Perhaps you have become involved in some way with the will of someone who lived in California but who drafted and signed the will in another state. Before you proceed with anything, your top question may be, "Is this will from out of state legal to use in California?"
The answer is generally yes, but there can be exceptions. As with many things, prevention is the best cure. If you are moving to a new state, you should have your will done or updated in that state.
California generally says that your will is valid if you sign it and two uninterested witnesses also sign it, among other requirements. (You can also handwrite your will, called a holographic will, and sign it with no witnesses needed.)
If the out-of-state will has no statement saying that the witnesses swear to having been present to watch the person sign and that he or she was mentally competent to do so and under no duress, these witnesses may need to be found. If you cannot locate them or they have died, that could present a problem. This kind of will is a self-proving will, and they can help the probate process go much more smoothly in California.

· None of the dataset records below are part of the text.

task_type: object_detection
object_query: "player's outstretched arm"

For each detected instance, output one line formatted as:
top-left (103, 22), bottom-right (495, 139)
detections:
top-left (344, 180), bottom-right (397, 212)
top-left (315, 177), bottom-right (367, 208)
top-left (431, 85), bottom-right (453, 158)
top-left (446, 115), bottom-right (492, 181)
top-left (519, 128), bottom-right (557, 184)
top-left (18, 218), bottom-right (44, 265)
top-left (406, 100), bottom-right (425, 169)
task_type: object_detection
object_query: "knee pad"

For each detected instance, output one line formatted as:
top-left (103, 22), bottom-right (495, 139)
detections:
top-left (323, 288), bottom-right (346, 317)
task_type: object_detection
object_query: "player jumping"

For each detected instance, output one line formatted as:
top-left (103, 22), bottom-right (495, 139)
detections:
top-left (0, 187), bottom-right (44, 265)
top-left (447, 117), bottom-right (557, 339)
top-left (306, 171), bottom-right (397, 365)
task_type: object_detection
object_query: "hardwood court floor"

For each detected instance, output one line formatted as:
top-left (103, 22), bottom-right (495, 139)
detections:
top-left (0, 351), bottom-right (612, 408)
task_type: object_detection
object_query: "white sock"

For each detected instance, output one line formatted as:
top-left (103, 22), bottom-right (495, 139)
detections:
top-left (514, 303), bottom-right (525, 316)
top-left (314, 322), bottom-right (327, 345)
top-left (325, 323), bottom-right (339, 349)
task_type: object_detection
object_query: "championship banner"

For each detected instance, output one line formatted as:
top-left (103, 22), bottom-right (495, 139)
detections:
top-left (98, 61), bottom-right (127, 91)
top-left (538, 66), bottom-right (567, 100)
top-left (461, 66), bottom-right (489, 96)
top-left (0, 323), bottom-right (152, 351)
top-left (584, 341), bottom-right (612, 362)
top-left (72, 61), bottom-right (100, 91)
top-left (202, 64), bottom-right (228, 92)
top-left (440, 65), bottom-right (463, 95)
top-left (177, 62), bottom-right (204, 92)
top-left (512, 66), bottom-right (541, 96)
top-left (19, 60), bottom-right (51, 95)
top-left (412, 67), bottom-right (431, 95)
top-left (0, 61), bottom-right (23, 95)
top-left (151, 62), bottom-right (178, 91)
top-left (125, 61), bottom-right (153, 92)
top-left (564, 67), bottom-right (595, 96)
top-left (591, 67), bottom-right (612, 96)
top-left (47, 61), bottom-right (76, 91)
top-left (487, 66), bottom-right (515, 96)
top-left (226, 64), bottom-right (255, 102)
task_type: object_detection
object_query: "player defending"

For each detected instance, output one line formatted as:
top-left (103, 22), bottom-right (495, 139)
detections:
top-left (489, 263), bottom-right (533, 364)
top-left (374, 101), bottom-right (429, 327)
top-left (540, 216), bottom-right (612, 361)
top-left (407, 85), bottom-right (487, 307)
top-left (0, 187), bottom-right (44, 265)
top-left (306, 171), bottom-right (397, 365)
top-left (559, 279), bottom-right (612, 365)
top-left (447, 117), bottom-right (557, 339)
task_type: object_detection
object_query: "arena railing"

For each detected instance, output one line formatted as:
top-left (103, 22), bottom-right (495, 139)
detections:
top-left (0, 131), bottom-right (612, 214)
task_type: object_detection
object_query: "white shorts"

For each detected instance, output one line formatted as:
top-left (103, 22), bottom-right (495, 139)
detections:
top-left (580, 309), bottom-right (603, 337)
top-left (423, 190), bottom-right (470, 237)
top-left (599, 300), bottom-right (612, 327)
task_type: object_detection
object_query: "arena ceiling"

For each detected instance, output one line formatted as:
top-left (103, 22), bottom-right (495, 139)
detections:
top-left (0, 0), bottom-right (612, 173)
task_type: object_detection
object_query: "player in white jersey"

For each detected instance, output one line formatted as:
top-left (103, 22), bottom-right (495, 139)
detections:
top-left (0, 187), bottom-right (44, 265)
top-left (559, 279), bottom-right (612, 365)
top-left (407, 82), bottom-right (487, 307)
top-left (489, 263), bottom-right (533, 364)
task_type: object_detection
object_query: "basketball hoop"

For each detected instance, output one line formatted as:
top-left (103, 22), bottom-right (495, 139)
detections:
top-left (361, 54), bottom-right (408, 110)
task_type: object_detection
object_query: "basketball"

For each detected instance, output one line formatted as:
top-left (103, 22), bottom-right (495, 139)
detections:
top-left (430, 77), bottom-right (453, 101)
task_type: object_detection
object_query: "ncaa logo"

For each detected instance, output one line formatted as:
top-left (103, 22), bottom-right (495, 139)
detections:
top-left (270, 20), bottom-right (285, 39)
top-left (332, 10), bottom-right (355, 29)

Near the ends of their lives, many people are taken care of by caregivers and want to recognize them with bequests in their wills. However, California law, for the most part, requires that an independent attorney should review any will that contains this provision. If the person leaving the will came from another state and has such a bequest, this part of the will may not hold up under California law. Thus, a very important wish of a deceased person might not be carried out.
The same principle applies to fiduciaries of the person writing the will too, not just his or her caregivers.
If you do not properly make or sign your will under the laws of whatever state you wrote it in, then it may be invalid in California as well.